Exploratory Analysis
- Measures of central tendencies.
- Mean, median and mode
- Data variability : range, quartiles, standard deviation
- Calculating standard deviation.
- Z-score/ standard score
- Empirical rule
- Calculating percentiles.
- Outliners
Distributions
- Distribution introduction
- Normal distribution
- Central limit theorem
- Histogram – normalization
- Other distribution : poisson, binominal etc.
- Normality testing
- Skewness
- Kurtosis
- Measure of distance
- Euclidean, manhattan and minkowski distance.

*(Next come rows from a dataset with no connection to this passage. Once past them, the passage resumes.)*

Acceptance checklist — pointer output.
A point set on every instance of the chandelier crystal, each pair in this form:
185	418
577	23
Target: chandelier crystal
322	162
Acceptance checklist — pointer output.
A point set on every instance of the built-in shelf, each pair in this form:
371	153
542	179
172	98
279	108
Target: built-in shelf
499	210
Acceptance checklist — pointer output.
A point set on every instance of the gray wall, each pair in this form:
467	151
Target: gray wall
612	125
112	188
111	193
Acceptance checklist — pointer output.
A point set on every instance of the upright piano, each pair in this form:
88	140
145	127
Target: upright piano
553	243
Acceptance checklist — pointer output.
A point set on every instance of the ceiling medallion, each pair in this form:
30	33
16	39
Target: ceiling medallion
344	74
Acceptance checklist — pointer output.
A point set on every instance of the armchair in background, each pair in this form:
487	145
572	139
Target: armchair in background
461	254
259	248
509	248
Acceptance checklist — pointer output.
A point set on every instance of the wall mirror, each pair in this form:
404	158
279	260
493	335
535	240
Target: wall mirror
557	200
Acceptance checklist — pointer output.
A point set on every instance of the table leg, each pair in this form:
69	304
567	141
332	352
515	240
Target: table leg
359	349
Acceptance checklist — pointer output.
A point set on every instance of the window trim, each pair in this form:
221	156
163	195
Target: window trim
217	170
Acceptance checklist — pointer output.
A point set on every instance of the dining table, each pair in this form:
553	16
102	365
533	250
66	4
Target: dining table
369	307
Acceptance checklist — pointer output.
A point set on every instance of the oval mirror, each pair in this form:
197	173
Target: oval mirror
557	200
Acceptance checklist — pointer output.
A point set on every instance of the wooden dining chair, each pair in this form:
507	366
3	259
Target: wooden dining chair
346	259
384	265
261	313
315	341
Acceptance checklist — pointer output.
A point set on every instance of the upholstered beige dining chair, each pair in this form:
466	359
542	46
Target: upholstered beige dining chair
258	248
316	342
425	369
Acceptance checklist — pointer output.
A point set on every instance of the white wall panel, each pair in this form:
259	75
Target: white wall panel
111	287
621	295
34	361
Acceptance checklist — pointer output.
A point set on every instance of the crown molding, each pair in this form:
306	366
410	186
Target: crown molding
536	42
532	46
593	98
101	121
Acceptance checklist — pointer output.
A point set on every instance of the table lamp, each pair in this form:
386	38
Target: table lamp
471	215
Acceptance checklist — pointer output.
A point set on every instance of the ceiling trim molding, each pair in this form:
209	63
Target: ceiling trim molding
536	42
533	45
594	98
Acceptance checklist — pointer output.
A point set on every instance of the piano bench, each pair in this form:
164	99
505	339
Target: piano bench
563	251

Hypothesis and computational techniques
- Hypothesis testing
- Null hypothesis, p- value
- Need for hypothesis testing in business.
- Two tailed, left tailed and right tailed test.
- Hypothesis testing outcomes : type 1 &2 errors.
- Parametric test, t – tests : one sample, two sample, paired.
- One way ANOVA.
- Importance of parametric tests
- Non parametric tests : chi- square, mann – whitney, Kruskal- wallis etc.
- Which test to choose?
- Ascertaining accuracy of data
Correlation and Regression
- Introduction to regression
- Types of regression
- Hands on of a regression with python
- Correlation
- Weak and strong correlation
- Finding correlation with python .
Python Training center in West Delhi, Uttam nagar. Best certified computer course curriculum for professional learning institute near Dwarka, Uttam Nagar, Jankapuri, Tilak Nagar, Subhash Nagar, Tagore Garden, Rajouri Garden, Ramesh Nagar, Moti Nagar, Kirti Nagar, Shadipur, Patel Nagar, Rajendra Place, Karol Bagh, Jhandewalan, Ramakrishna Ashram, Connaught Place, vikaspuri, najafgarh, Delhi Cantt, Dhaula Kuan, Palam Colony, Palam Villag, Dabri, Hari Nagar, Fateh Nagar, Raja Garden, Punjabi Bagh, Shivaji Park, Paschim Vihar, Peeragarhi, Inderlok, Netaji Subhash Place, Pitampura, Rohini, Chandni Chowk, New Delhi, East Delhi, North Delhi, West Delhi.